Back again to the harder Prog Rock with Birth. The track starts with harpsichord, then comes a steady, pounding drum beat, which is soon joined by a variety of keyboards and guitars. As the track progresses, we hear more of the multi-instrumentalist talent of van Leer, as he brings a variety of instruments to the track.
Side Running Time: 19:50
Just when you think the extravagent "Birth" can't possibly be topped, the "concerto" begins. A true masterpiece in every since of the word.
The Hamburger Concerto is an Symphonic Prog Rock piece in six movements with flashes of classical music and more traditional Prog Rock add in to that, van Leer's yodelling, which rivals the best Alpine exponents of this musical art form. Each movement was named after the different stages of making a hamburger.

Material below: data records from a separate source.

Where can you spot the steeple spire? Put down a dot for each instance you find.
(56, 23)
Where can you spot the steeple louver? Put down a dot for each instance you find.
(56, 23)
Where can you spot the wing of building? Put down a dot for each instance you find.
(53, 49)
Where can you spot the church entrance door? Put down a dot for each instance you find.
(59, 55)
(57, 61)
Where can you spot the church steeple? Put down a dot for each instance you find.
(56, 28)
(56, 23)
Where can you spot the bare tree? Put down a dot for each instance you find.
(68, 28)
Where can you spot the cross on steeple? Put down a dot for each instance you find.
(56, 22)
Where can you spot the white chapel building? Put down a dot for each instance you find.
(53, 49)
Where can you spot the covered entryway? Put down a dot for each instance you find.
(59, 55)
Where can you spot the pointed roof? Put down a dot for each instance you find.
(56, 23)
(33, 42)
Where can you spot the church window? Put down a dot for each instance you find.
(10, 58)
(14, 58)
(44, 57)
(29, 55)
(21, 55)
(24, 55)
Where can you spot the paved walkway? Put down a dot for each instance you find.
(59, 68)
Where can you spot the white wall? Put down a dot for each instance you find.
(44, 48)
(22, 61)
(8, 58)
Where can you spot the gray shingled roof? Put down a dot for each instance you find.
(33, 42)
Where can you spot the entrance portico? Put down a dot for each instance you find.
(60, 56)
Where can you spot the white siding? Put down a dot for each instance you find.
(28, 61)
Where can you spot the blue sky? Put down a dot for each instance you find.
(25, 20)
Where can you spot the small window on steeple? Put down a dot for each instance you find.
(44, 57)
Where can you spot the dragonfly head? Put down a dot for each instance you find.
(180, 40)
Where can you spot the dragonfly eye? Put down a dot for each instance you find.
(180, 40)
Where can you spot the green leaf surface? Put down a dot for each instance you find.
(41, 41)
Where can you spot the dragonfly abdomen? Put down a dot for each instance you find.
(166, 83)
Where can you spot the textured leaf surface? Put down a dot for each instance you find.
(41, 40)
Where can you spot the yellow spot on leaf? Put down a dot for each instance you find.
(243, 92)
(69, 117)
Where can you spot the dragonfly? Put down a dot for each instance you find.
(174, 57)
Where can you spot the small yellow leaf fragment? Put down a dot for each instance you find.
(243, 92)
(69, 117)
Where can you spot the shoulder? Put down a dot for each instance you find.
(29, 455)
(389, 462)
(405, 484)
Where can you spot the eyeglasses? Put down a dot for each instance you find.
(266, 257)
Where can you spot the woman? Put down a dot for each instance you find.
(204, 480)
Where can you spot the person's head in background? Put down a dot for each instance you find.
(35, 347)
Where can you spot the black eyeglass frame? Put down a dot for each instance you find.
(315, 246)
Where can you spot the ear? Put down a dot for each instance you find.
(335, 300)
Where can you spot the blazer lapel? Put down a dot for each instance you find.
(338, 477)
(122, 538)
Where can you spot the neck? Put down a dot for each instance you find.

It is very hard to distinguish between the movements, at least on this recording, as there are very short, barely noticable gaps between the bands, therefore, I am reviewing as a piece, and list the tracks below.
The Hamburger Concerto is more that the expected and often deirded long Prog Rock track, each band member is given thoughout the piece space to impovise, and showcase their various musical talents.
There is something for everyone in this, from souring guitar solos, to inticate yet forceful keyboard passages, this track amost defies further description. I know that many people either dont like, or don't appreciate van Leer's yodelling, so for them, these passages are mercifully short, I however am not one of them, I think the add to the whole, and although are used sparingly throughout the Concerto they certainly add depth to the flow of the piece, and are as always with these vocal passages they aren't front and center of the mix.
I know from looking at the timer on my phone, I've been listening to this for just over 20 minutes, but it sure as anything doesnt feel like it, this is one of the most easy to listen to, long Prog Rock tracks I have ever had the pleasure of listening to, it never grows old.
Track / Movement List:
Side Running Time: 20:18
This is an album like "Tommy", "Dark Side Of The Moon", "Who's Next", Rick Wakeman's "Journey To The Center Of The Earth" and Yes's "Tales From Topographic Oceans" (Yes I went THERE). Although The Hamburger Concerto stands definately, defiantly aside from those albums, it is certainly one that once started should be listened to until the the last chord fades out.
This is an undisputed landmark of Symphonic Prog Rock, it is that rare album which blends amazing musicianship, inventiveness, melody and humour in a coherent whole. It may take more than one listen to fully appreciate it, but the experience will ultimately be more than rewarding.
La Cathedrale De Strasbourg,
Hamburger Concerto [Whole Of Side 2]
As ever, I'll catch you on the flip side and keep putting that needle on the records, (carefully) and we'll see you on air!